Adenoid hypertrophy is a common finding in children, mainly below the age of 10 years.

The large adenoid pad in the post-nasal space may cause Obstructive Sleep Apnoea, post-nasal drip (yellow mucus) and cough, blocked nose, snoring and hearing loss (glue ear).

The symptoms are worse when the patient suffers from allergy / hay fever and asthma.

If these symptoms are present, the adenoid pad should be removed or better still, reduced.

The most common methods for adenoidectomy are:

• With a curette (removal of the adenoid commonly without use of a mirror, using a curette)
• With suction diathermy (monopolar electrocautery with the use of a mirror for anatomical orientation)

New dissection methods include Coblation (radio-frequency) adenoidectomy.

Adenoid Location

Diagram showing the location of the Adenoid
(Pharyngeal Tonsil)

Coblation Adenoidectomy

This is the method preferred by Anastasia Rachmanidou.

It is performed under general anaesthetic, through the mouth with the use of a mirror or a rigid endoscope and takes less than 10 minutes of surgical time.

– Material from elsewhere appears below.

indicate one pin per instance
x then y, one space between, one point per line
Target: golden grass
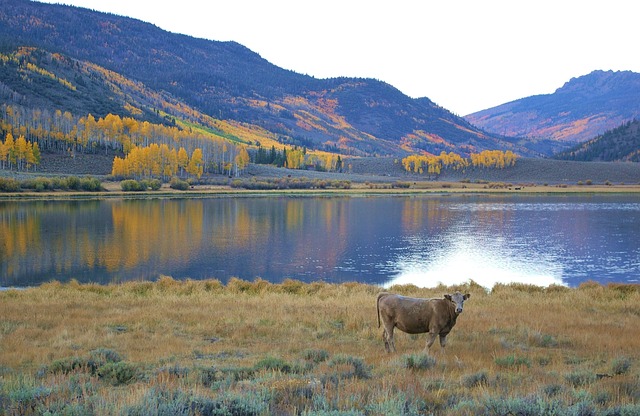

The adenoid pad is reduced with very well-controlled dissection using the radio-frequency wand.

There is minimal bleeding during the adenoidectomy and none afterwards.

Children can go home 4 hours after surgery on antibiotics and pain-killers (up to 5 days).

Antibiotics are given on a prophylactic basis to reduce the risk of infection and prevent the bad smell that may develop from the back of the nose after an adenoidectomy.

Children can resume their normal activities after 5 – 7 days following the operation.